In "Chinatown," an impossibly fast fantasia about imagined gangland wars and lust in the old town, the guitarist sounds like he might be trying to do some sort of variation on an Asian riff. Or, he might just be going insane -- he's simply playing too fast for us to be able to tell.
We'd like to be able to say that fired bassist Michael Anthony is sorely missed, but, truth be told, newish member Wolfgang Van Halen -- Eddie's son, who joined up for the 2007-8 reunion tour -- does a more-than-fair job of replacing the original bass player's high harmonies as well as low-end responsibilities. Drummer Alex Van Halen hasn't lost a beat, literally, and feet do not fail him when the double bass drums kick in on the good-kind-of-migraine-inducing "Bullethead."

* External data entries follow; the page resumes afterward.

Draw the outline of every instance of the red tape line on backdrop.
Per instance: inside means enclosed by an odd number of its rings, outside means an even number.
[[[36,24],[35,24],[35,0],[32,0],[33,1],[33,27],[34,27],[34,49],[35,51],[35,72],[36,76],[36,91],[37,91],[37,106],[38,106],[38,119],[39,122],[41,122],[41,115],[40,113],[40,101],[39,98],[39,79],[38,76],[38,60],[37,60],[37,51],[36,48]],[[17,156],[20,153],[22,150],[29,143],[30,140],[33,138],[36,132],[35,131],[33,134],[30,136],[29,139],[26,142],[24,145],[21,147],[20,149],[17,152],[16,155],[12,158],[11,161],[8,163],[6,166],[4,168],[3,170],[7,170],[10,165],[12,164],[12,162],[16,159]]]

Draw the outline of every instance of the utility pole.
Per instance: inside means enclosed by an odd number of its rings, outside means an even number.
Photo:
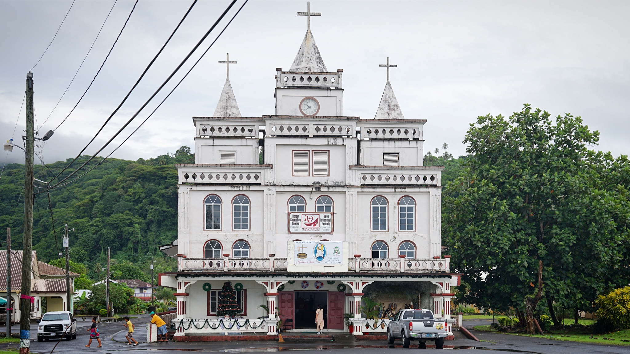
[[[110,316],[110,248],[107,248],[107,273],[105,275],[105,311]]]
[[[11,338],[11,227],[6,228],[6,338]]]
[[[26,74],[26,158],[24,178],[24,236],[22,238],[22,294],[20,299],[20,354],[30,353],[31,329],[31,254],[33,242],[33,153],[35,127],[33,120],[33,72]]]
[[[153,259],[151,258],[151,306],[153,305]]]
[[[66,248],[66,311],[72,312],[72,306],[70,302],[71,299],[70,295],[70,241],[68,238],[68,224],[66,224],[64,229],[64,237],[62,239],[64,247]]]

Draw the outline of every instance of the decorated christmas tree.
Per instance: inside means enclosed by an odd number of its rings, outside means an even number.
[[[226,282],[223,288],[219,293],[219,304],[217,308],[217,316],[222,317],[234,316],[241,313],[241,309],[236,303],[236,295],[232,287],[232,283]]]

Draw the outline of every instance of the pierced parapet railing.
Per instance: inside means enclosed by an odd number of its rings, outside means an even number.
[[[277,75],[276,87],[330,87],[341,88],[339,72],[280,72]]]
[[[183,183],[255,183],[260,184],[261,176],[258,172],[192,172],[180,171]]]
[[[361,173],[361,185],[437,185],[437,173]]]
[[[362,127],[362,138],[404,138],[419,139],[420,130],[417,127]]]
[[[256,124],[229,125],[202,124],[197,132],[200,137],[251,137],[258,136],[258,126]]]
[[[287,270],[287,258],[184,258],[178,261],[180,271],[273,271]]]
[[[450,258],[350,258],[349,271],[450,271]],[[357,263],[358,268],[357,268]]]
[[[256,333],[266,332],[267,325],[265,319],[176,318],[171,321],[171,329],[183,329],[186,333]]]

Among the singer's more memorable contributions, Roth adds an "Ice Cream Man"-style acoustic intro to his extended riffs on contemporary religion in "Stay Frosty" ("God is love but get it in writing"). He's not above paraphrasing Dylan for a laugh ("How many roads must a man walk down before he admits he is lost"), but his best set of cultural references comes with "You and Your Blues," where Roth rejects lines from almost a dozen different blues standards in the course of complaining about his woman's foul disposition.
"Selective amnesia is just a heartbeat away," Roth promises in "The Trouble With Never." If you want to do "The Vow" one better and momentarily wipe the entire MTV era from your memory bank, you really couldn't hope for much better of a brain-cell eliminator than this agreeably time-tripping return to form.